Taking a union bound over all choices of $x\in \mathbb Z_{|m|}^{n}$, we have $Pr\{|p_A(x)-p_B(x)|\geq \delta \ for\ all\ x\} > 0$.

Therefore, there exists a set of $A_1 ,A_2 ,.., A_{O(n\delta > ^{-2}logm)}$ such that $|p_A(x)-p_B(x)|\leq \delta$ for all $x\in > \mathbb Z_{|m|}^{n}$. The automaton B simply samples uniformly at random from this set of deterministic automata

I am having trouble understanding some parts of the proof:

the random variable $p_A(x)$ should be the amount of $A_i$'s that succeeds divided by the amount of them that B has sampled?

if so than by the low of total probability its easy to see that:

$p_B(x) = \sum_{i}P[B\ choose\ A_i] P[B\ succeeds\ on\ x\ |\ B\ choose' A_i] = \sum_{i}\frac{1}{O(\delta^{-2}nlogm)} P[A_i\ succeeds\ on\ x] = p_A(x)$

where the last move comes from the fact the each instance $A_i$ is deterministic so its either 1 for success or 0 for failure.

So the whole $|p_A(x)-p_B(x)|$ they use is actually 0

I understand from the end of the proof that $|p_A(x)-p_B(x)|$ should some how represent the distance between A's success to B's success but could not see how this happen.
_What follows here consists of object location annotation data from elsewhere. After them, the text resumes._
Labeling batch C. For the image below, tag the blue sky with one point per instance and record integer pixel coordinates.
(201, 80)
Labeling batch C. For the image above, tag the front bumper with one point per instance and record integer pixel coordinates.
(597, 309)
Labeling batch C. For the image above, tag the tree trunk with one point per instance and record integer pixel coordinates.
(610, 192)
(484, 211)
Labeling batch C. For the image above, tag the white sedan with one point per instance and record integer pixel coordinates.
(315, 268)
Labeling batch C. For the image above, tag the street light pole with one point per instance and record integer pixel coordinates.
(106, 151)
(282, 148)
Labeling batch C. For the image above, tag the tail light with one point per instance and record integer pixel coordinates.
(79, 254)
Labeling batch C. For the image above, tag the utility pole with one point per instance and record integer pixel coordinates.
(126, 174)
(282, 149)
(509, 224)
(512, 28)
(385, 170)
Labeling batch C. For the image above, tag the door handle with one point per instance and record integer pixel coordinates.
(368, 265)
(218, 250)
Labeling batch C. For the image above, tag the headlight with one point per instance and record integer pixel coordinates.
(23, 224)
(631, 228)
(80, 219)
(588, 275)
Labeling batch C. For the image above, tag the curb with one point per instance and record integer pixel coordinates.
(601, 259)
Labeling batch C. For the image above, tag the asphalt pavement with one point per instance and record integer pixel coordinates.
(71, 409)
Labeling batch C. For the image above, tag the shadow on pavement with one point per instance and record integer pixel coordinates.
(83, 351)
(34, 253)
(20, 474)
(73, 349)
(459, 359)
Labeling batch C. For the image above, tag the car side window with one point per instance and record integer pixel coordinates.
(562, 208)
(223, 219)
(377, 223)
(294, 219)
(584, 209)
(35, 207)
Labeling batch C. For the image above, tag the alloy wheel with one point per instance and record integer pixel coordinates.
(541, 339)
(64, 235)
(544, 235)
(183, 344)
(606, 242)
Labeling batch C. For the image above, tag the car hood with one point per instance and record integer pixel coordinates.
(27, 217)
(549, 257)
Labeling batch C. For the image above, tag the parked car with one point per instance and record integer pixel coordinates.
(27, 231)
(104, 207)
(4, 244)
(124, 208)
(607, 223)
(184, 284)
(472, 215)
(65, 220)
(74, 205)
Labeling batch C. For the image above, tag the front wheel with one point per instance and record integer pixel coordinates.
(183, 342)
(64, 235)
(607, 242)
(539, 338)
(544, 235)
Also I did not understand the use of Chernoff the way they did.

Answer 1

Here is another way of looking at $p_A$ and $p_B$. We can think of $B$ as a deterministic algorithm which accepts an additional input $r$ representing the randomness. This input is drawn from some distribution $R$. Also, denote by $P(x)$ the correct answer. Then $$ p_B(x) = \Pr_{r \sim R} [B(x,r) = P(x)]. $$ Let $M = O(n\delta^{-2}\log m)$, and sample $r_1,\ldots,r_M \sim R$. The algorithm $A_i$ simply runs $B$ with randomness $r_i$, that is $A_i(x) = B(x,r_i)$. We can define another algorithm $A$ which first choose $i \in \{1,\ldots,M\}$ uniformly at random, and then runs $A_i$. The success probability of $A$ is $$ \begin{align*} p_A(x) &= \Pr_{i \in \{1,\ldots,M\}} [B(x,r_i) = P(x)] \\ &= \Pr_{r \in \{r_1,\ldots,r_M\}} [B(x,r) = P(x)]. \end{align*} $$ Thus in $B$, the randomness is chosen according to $R$, whereas in $A$, the randomness is chosen uniformly from a set $\{r_1,\ldots,r_M\}$. If we choose $r_1,\ldots,r_M \sim R$, then we expect the performance of $A$ to be very similar to that of $B$, and this can be quantified using Chernoff's inequality.

The probability $p_A(x)$ itself depends on the choice of $r_1,\ldots,r_M$. What may confuse you is how we conceive of this two-step random process. We first choose $r_1,\ldots,r_M$, and this gives us the function $p_A(x)$, which is a random function depending on the choice of $r_1,\ldots,r_M$. Note that we don't take probability over the choice of $r_1,\ldots,r_M$ – if we did, we would just get $p_B(x)$.